A UCLA-led team has developed an implantable device that acts as a charging station to recharge CAR-iNKT immune cells near tumors, enhancing their durability and anti-cancer activity.

The platform uses biomimetic microparticles that provide activation signals via TCR antigen and deliver IL-15 to support CAR-iNKT cell proliferation, enabling reactivated cells to circulate systemically and attack cancers beyond the implantation site.

In preclinical studies, this approach improved the durability and anti-tumor activity of CAR-iNKT cells in solid tumors and systemic blood cancers, concentrating signals at the implant to reduce systemic toxicities.

Biocompatibility was demonstrated with minimal adverse effects in animals, and signaling is localized to avoid cytokine release syndrome, suggesting potential for combination with other therapies.

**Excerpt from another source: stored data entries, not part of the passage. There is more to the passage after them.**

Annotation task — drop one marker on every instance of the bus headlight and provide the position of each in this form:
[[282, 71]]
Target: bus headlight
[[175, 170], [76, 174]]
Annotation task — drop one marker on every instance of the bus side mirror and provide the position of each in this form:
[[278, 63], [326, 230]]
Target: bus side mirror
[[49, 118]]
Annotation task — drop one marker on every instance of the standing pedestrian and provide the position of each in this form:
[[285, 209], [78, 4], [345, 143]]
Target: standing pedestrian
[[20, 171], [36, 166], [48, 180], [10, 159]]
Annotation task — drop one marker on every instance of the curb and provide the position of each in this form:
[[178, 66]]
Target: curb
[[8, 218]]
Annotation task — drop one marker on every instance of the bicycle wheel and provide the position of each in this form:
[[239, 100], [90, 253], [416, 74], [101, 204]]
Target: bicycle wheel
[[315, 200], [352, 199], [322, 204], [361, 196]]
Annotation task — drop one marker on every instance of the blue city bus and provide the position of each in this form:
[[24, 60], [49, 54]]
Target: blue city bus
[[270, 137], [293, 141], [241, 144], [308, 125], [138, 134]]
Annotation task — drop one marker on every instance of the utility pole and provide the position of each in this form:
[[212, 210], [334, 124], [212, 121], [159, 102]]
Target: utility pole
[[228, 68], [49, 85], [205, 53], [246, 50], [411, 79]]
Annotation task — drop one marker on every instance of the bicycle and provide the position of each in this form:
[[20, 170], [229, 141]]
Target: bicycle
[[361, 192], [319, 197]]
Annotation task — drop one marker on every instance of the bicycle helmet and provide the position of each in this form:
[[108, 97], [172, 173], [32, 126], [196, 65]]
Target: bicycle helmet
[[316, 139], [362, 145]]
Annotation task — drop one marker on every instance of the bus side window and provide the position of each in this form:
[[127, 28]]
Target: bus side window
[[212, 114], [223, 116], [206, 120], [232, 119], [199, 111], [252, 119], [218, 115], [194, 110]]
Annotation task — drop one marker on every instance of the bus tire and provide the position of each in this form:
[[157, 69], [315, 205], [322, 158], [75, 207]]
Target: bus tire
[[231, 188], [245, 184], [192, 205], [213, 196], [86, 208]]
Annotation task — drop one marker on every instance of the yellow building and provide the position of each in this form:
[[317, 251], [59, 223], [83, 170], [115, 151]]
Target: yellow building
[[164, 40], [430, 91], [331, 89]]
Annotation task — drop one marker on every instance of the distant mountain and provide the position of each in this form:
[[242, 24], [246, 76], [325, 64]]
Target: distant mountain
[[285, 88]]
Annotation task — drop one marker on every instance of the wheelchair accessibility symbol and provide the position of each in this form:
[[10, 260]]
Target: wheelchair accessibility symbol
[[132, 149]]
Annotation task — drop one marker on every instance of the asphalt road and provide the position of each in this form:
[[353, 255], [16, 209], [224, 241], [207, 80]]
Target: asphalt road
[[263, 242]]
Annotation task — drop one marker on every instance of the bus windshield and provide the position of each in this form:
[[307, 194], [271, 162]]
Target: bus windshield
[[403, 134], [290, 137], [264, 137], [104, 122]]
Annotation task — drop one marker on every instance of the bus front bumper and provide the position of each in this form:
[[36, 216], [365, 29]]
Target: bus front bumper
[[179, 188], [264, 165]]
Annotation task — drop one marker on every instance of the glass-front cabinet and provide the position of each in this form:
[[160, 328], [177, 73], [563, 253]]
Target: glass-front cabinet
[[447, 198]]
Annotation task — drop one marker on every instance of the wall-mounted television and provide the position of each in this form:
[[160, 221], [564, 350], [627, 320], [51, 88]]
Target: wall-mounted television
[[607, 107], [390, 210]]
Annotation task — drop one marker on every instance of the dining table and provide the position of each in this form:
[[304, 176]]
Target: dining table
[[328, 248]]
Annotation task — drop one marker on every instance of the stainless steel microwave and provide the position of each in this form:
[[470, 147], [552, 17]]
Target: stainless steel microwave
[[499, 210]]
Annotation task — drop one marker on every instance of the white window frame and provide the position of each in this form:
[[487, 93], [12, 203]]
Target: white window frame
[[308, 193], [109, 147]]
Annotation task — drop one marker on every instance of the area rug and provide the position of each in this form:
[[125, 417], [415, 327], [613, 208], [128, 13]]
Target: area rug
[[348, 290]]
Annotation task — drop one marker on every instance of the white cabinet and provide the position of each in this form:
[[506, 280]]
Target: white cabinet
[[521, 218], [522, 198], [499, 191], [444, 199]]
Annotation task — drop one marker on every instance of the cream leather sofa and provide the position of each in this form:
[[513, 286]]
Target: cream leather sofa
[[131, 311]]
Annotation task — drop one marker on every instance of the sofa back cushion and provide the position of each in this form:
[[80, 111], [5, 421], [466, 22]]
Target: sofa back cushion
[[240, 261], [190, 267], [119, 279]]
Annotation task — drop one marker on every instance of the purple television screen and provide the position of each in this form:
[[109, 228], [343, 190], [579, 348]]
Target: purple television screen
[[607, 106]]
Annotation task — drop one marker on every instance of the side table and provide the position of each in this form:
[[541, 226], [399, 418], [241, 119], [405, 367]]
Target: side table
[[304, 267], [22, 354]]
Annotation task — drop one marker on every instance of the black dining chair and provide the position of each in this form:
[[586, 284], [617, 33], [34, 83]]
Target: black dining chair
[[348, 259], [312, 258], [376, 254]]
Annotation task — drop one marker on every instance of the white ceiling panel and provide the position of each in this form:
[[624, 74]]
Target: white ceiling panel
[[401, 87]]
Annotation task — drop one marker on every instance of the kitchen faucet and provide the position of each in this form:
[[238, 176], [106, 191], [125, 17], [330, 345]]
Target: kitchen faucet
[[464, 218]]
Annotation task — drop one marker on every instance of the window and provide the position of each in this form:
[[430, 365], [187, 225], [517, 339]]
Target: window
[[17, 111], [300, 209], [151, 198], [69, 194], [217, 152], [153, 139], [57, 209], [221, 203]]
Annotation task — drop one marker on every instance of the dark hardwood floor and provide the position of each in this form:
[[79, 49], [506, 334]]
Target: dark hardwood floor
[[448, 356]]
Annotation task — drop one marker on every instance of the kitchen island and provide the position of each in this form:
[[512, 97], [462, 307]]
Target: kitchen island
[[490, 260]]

Key researchers include Song Li and Lili Yang at UCLA, with Yan-Ruide Li as first author, along with Haochen Nan, Zeyang Liu, Youcheng Yang, Xinyuan Shen, Ying Fang, Yichen Zhu, Yuning Chen, Zibai Lyu, Zhengyao Shao, Bo Zhang, Tzung Hsiai, and Enbo Zhu.

The work is affiliated with UCLA’s Broad Center for Regenerative Medicine, Jonsson Comprehensive Cancer Center, Molecular Biology Institute, Parker Institute for Cancer Immunotherapy, and Goodman-Luskin Microbiome Center.

The research outlines a broader vision for modular, localized immunotherapy platforms that could be adapted to other cell therapies and cancer types, with ongoing work to optimize efficacy, durability, and safety.

Published in Nature Biomedical Engineering, the study underscores biocompatibility, optimized signal strength, growth-supporting protein release, and maintaining localized signaling to minimize systemic toxicity.

The approach aims to maintain localized immune stimulation to minimize systemic side effects while sustaining immune cell activity, potency, and long-term memory formation.

Researchers emphasize balancing stimulation to avoid immune cell exhaustion and focusing signals locally to broaden applicability across cancers.

Funding comes from the California Institute for Regenerative Medicine, NIH, DoD, and UCLA, highlighting strong public and academic support for this immunotherapy direction.

Nature Biomedical Engineering published the study, noting validations in human melanoma and lymphoma samples and mouse models, underscoring translational potential for solid and blood cancers.